In the shopping mall in which I read the story, there was a line of girls promoting a new phone/MP3 player. It carried the brand of a well-known technology giant, whose name was also adorning a brand of beer. Score 3, that, to the NBA, and that's before we even start talking about Yao Ming's myriad endorsements of everything from electronics to sportswear, and the peculiar (but excellent tasting) Yi Jianlian range of ice creams.  

Yao has been busy, however, as he continues his recovery (or not) from injury. He purchased the Shanghai Sharks, the club from which he moved to Houston, for around £1.25m. A snip, given his vast earnings around the world. But wandering through the entire floor of sports shops at this gargantuan retail hub, there was no sign of any replica shirts from the CBA or even the national team. The visibility of Chinese basketball is virtually zero.

Even the ambitious Li-Ning brand, which is set to challenge the global supremacy of Adidas and Nike, is using the trio of Baron Davis, Jose Calderon, and Shaq as its pitchmen. 

So, it begs the question, what will the basketball-scape look like in the UK in 2013, one year after the stage of the Olympics has given the game its biggest fillip in decades? There is no question that the NBA is the most visible sporting-entity, bar none, in China. Now it is the UK's turn for the treatment by Association.

David Stern's reasoned input is always worth a listen. There are good folk at NBA Europe who have been putting in the hours under, and above, the radar. Their strategy isn't perfect. It has its detractors. Yet at least, there is something being done. With last month's formation of the All-Parliamentary Basketball Group, an initiative supported by Stern's emissaries, the politicians have now been courted as never before.

Yet, with just three years now until 2012, this has to be the time when British basketball, in all its forms and entities, learns to run its own show to the highest manner possible. In a country that dominates, on a commercial level, world soccer, there is clearly the ability and the imagination to push things forward. However, the NBA took over the marketing of The Game On tournament at The 02 because not enough tickets were being sold.

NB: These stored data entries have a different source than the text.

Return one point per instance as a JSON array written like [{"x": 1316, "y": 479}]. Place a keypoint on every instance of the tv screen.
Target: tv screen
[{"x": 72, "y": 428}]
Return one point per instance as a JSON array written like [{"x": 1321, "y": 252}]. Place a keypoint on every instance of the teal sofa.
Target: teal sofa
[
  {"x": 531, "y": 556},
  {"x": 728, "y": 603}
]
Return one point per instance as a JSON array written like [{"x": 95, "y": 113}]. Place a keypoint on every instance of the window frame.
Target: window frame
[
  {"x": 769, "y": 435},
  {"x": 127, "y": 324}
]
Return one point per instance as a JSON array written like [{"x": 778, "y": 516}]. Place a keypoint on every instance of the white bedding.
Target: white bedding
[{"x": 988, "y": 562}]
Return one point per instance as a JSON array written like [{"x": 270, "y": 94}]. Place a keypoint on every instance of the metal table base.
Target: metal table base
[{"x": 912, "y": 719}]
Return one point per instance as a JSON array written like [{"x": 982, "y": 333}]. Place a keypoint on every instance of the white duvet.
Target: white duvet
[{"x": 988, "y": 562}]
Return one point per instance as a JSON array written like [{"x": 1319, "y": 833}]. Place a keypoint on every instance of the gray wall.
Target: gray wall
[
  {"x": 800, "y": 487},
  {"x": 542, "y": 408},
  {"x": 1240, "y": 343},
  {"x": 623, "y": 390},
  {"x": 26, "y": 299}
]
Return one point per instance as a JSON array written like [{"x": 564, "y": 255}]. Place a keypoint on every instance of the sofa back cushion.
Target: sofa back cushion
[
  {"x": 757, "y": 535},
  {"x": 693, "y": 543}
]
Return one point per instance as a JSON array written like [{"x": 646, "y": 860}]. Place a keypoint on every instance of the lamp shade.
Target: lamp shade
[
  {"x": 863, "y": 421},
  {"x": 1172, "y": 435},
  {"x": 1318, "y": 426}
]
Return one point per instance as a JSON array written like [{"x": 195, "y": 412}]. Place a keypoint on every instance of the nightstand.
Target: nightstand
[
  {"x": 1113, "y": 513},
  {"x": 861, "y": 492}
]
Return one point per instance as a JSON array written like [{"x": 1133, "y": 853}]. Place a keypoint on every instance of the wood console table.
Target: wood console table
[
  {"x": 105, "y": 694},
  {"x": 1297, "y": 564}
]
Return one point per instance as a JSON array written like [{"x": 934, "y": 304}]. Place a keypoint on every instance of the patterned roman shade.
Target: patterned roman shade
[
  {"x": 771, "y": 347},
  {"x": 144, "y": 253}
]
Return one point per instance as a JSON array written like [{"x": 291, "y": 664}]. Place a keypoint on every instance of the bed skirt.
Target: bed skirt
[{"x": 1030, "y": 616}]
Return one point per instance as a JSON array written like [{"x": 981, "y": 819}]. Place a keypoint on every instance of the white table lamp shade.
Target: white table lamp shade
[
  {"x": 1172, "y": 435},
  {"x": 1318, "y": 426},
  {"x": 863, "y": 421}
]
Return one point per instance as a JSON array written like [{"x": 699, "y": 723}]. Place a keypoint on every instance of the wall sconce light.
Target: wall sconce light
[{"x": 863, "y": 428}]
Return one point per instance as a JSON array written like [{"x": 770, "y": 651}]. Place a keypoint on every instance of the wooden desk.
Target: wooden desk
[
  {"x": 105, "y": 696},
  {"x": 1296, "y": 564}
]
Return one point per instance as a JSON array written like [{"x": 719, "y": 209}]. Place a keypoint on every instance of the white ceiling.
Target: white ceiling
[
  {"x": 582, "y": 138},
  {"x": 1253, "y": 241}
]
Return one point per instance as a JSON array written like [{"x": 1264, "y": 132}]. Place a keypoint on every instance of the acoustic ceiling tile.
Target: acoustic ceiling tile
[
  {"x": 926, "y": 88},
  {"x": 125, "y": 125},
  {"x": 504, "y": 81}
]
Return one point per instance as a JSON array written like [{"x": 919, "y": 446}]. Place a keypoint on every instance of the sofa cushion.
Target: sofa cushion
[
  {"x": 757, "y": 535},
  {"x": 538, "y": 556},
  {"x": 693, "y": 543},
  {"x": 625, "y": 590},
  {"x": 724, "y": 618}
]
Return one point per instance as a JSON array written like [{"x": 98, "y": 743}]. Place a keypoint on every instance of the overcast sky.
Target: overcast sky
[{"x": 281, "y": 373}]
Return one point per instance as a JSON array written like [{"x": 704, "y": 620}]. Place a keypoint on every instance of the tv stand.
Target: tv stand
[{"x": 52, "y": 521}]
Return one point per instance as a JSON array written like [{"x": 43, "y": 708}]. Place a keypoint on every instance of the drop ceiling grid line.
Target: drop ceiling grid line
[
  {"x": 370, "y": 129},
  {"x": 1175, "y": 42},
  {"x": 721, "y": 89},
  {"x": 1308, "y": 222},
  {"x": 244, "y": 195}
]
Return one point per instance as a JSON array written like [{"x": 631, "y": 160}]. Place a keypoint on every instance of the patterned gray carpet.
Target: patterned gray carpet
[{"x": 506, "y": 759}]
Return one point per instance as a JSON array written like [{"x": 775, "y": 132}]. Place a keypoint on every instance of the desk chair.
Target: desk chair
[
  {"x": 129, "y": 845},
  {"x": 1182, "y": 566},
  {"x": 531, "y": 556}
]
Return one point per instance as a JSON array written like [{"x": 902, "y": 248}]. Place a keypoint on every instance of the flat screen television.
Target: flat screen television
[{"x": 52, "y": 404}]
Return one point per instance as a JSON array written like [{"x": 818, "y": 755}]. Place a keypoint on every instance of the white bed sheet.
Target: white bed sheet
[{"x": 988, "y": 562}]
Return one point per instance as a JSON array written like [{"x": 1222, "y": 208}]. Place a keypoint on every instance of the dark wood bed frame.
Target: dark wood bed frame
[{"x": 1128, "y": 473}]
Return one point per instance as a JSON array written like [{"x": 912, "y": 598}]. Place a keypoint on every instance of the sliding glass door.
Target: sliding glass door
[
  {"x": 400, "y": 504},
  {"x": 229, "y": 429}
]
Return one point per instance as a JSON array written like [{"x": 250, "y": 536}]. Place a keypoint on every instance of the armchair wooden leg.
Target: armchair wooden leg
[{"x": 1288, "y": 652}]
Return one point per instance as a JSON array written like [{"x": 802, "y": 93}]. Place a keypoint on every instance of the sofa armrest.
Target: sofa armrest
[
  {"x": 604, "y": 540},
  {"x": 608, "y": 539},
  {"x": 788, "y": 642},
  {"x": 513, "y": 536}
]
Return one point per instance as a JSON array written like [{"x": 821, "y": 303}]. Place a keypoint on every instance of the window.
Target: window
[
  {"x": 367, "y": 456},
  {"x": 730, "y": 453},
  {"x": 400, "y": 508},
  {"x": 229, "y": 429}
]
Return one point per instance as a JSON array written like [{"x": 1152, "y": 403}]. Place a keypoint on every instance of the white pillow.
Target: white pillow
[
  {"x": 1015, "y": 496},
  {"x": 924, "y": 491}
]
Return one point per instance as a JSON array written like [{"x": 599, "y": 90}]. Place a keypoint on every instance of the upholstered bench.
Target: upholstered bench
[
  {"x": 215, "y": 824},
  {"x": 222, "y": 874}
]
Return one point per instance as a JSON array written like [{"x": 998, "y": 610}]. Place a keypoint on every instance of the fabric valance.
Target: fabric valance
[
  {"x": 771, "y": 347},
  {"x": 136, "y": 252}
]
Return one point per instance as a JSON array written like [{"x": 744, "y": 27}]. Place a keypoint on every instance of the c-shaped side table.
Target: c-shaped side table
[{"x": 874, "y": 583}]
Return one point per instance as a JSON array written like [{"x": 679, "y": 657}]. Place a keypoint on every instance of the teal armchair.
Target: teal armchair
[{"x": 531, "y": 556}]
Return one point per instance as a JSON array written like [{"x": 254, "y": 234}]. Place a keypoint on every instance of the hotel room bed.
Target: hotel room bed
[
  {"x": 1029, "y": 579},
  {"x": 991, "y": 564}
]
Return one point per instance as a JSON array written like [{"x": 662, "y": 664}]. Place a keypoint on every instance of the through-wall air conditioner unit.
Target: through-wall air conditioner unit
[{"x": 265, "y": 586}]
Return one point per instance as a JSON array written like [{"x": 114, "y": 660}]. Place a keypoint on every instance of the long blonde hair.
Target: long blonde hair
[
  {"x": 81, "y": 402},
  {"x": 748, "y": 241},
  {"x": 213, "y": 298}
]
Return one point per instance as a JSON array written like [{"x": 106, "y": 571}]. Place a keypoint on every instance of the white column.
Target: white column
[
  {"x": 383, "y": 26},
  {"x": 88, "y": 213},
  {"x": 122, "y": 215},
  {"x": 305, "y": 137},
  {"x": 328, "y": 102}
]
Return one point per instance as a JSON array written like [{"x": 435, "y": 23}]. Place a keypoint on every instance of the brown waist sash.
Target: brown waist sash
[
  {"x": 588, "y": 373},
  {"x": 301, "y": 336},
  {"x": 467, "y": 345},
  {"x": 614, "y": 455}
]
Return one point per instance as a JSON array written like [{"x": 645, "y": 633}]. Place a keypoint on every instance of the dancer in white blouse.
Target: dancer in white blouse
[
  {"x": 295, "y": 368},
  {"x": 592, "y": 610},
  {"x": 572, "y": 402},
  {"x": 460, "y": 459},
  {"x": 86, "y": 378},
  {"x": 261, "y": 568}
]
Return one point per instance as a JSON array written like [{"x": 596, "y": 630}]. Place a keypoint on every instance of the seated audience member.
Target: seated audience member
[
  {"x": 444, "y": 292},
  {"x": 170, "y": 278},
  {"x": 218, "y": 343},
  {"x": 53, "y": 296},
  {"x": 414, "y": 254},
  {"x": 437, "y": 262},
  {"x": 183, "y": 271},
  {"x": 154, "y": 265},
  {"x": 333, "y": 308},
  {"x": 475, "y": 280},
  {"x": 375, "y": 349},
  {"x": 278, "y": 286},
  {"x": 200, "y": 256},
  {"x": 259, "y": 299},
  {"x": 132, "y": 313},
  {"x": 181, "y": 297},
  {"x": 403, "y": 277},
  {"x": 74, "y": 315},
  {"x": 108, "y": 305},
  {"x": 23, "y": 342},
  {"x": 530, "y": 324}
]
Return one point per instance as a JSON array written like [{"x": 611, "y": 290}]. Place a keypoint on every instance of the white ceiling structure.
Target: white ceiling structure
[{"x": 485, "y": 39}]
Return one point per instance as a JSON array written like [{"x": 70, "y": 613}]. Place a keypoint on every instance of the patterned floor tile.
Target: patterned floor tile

With the arena set to be barely filled to one-tenth of its capacity (despite a flurry of late free ticket giveaways), where does this leave BB and its agents, Fast Track? Questions must be asked about whether the estimated £750,000 investment in the event was worthwhile. 

You hope it will be a blip, rather than the norm. There is more dialogue between the various parties who have a stake in the future of UK hoops than ever before. That can only be a good thing. But it is only a start and the bar, now raised high above the rim, will take some reaching.  

The NBA has put a lot of resources in China. It is reaping dividends. Yet, you ask, where are the profits ultimately destined for? If, in four years time, the UK is awash with NBA-branded phones and beers, and you can get a Celtics top in every mall, it will say much for the success of American know-how. And much too about the lack of advances by our homegrown product and the people involved in developing it beyond its current exotic ghetto.